6. The disk array control method according to claim 5, wherein:

said plurality of hard disk drives include arbitrary logical units on storage areas provided thereby, and said previously set time information includes a use time which is set to correspond to each logical unit, and

said control time is determined for each of said hard disk drives based on the correspondence relationship between said hard disk drives and said logical units, the use times set for said logical units, and a mutual relationship between the use times.

7. The disk array control method according to claim 5, comprising:

setting a use start time and a use end time as the use time; and

determining said control time for each of said hard disk drives so as to bring a corresponding hard disk drive into a rotating state from the set use start time to the use end time, and to limit the number of hard disk drives whose disk states are simultaneously changed.

8. The disk array control method according to claim 5, further comprising:

measuring a state change time required from a start to an end of a change in disk state of said hard disk drive,

wherein said measured state change time is used when the control time is determined for each of said hard disk drives.

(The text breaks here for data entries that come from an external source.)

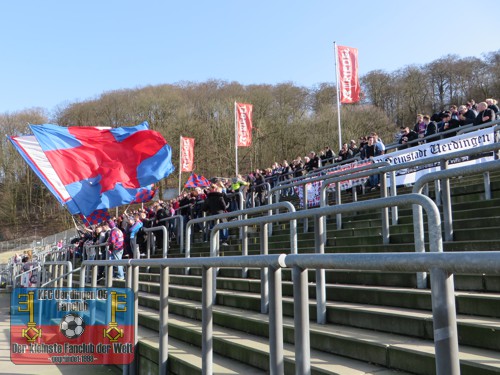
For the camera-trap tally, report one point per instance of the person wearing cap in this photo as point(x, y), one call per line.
point(237, 183)
point(466, 115)
point(115, 246)
point(134, 226)
point(485, 114)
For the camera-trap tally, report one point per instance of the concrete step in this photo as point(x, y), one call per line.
point(473, 331)
point(182, 357)
point(379, 348)
point(238, 292)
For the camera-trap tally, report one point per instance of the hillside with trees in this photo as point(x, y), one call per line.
point(289, 121)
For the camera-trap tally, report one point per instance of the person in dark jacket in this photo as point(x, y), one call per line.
point(407, 136)
point(485, 114)
point(430, 127)
point(216, 203)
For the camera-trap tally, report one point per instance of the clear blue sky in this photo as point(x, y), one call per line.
point(55, 52)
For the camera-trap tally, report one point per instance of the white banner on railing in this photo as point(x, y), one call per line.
point(314, 188)
point(442, 147)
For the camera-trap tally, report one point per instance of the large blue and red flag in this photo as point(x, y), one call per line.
point(72, 326)
point(196, 181)
point(96, 168)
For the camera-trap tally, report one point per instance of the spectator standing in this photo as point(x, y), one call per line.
point(115, 246)
point(430, 128)
point(344, 153)
point(379, 145)
point(420, 126)
point(215, 204)
point(407, 136)
point(466, 115)
point(313, 162)
point(492, 104)
point(485, 114)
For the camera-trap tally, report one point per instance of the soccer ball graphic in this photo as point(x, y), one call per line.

9. A recording medium which stores a program for causing a computer to operate as a disk array control apparatus for individually controlling disk states of a plurality of hard disk drives disposed in a disk array, said program comprising:

a procedure for calculating a control time for controlling the disk state of each of said plurality of hard disk drives based on previously set time information related to a start and a stop of use, and adjusting the calculated control times based on a mutual relationship of the control times to one another; and

a procedure for controlling the disk state of each hard disk drive at the control time.

10. The recording medium which stores a program according to claim 9, wherein:

said control time is determined for each of said hard disk drives based on the correspondence relation between said hard disk drives and said logical units, the use times set for said logical units, and a mutual relationship between the use times.

11. The recording medium which stores a program according to claim 9, wherein:

a use start time and a use end time are set as the use time, and

said control time is determined for each of said hard disk drives so as to bring a corresponding hard disk drive into a rotating state from the set use start time to the use end time, and to limit the number of hard disk drives whose disk states are simultaneously changed.

12. The recording medium which stores a program according to claim 9, further comprising:

a procedure for measuring a state change time required from a start to an end of a change in the disk state of said hard disk drive,

13. A disk array control apparatus for individually controlling disk states of a plurality of hard disk drives disposed in a disk array, comprising:

rotation control time determining means for calculating a control time for controlling the disk state-of each of said plurality of hard disk drives based on previously set time information related to a start and a stop of use, and adjusting the calculated control times based on a mutual relationship of the control times to one another; and

hard disk drive control means for controlling the disk state of each hard disk drive at the control time determined by said rotation control time determining means.